Q: How do you calculate the probability of no more than k successes in a binomial distribution?

A: To calculate the probability of no more than k successes in a binomial distribution, you need to add the probabilities of 0, 1, 2, ..., k successes.

Q: Can you give an example of how to calculate the probability of no more than k successes in a binomial distribution?

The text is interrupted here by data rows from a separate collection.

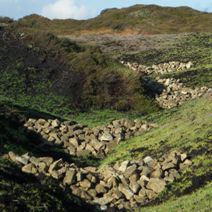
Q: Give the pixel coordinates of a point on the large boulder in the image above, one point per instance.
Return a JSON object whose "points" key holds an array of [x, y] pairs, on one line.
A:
{"points": [[157, 185]]}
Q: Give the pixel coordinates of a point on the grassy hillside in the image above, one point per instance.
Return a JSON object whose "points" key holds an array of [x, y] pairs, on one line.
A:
{"points": [[138, 19], [58, 75], [187, 128], [199, 200], [22, 192]]}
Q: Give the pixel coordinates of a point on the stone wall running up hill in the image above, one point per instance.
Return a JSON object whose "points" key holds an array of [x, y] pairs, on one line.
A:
{"points": [[125, 185], [79, 140], [162, 68], [174, 92]]}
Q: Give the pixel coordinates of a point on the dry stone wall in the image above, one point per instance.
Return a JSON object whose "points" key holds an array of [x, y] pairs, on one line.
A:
{"points": [[77, 139], [162, 68], [174, 93], [124, 185]]}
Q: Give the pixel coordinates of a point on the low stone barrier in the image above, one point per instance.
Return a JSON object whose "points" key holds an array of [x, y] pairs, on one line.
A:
{"points": [[162, 68], [124, 185], [79, 140], [175, 93]]}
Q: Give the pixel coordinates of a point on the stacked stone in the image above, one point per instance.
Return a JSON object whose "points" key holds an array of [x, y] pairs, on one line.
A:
{"points": [[125, 185], [80, 140], [162, 68], [175, 93]]}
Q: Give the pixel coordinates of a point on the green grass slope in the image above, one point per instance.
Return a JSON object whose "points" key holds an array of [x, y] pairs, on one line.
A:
{"points": [[58, 75], [197, 201], [138, 19], [23, 192], [187, 128]]}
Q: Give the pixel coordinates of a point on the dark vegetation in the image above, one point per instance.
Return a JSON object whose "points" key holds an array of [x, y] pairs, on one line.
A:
{"points": [[43, 76], [22, 192], [58, 75]]}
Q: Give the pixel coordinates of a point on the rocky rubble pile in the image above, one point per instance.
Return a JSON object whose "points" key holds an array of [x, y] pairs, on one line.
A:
{"points": [[162, 68], [125, 185], [79, 140], [175, 93]]}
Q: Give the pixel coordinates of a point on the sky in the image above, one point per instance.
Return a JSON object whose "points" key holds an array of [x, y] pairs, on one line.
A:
{"points": [[84, 9]]}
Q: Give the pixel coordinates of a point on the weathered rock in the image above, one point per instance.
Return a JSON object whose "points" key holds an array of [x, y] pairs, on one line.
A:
{"points": [[21, 160], [69, 176], [126, 191], [106, 137], [55, 123], [123, 166], [130, 170], [85, 184], [157, 185], [55, 165], [29, 168], [100, 189]]}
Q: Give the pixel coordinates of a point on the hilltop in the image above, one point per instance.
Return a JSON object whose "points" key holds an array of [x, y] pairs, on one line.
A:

A: Yes, let's say we have a binomial distribution with n = 6, p = 0.60, and q = 0.40. We want to calculate the probability of no more than 3 successes. We can calculate the probabilities of 0, 1, 2, and 3 successes and add them together:

P(X ≤ 3) = P(X = 0) + P(X = 1) + P(X = 2) + P(X = 3) = 0.000064 + 0.001536 + 0.0055296 + 0.027648 = 0.0350776

Conclusion

In this article, we answered some frequently asked questions related to binomial probability and radar stations. We covered topics such as the formula for binomial probability, the significance of the number of combinations, and how to calculate the probability of no more than k successes in a binomial distribution. We also provided examples of how to use binomial probability in real-life scenarios.

References

  • Binomial probability formula: P(X = k) = (nCk) * (p^k) * (q^(n-k))
  • Combinations formula: nCk = n! / (k! * (n-k)!)
  • Binomial distribution: A comprehensive guide to the binomial distribution, including formulas, examples, and applications.

Further Reading

  • Binomial probability: A comprehensive guide to binomial probability, including formulas, examples, and applications.
  • Probability theory: A detailed introduction to probability theory, including concepts, formulas, and examples.
  • Statistics: A comprehensive guide to statistics, including concepts, formulas, and examples.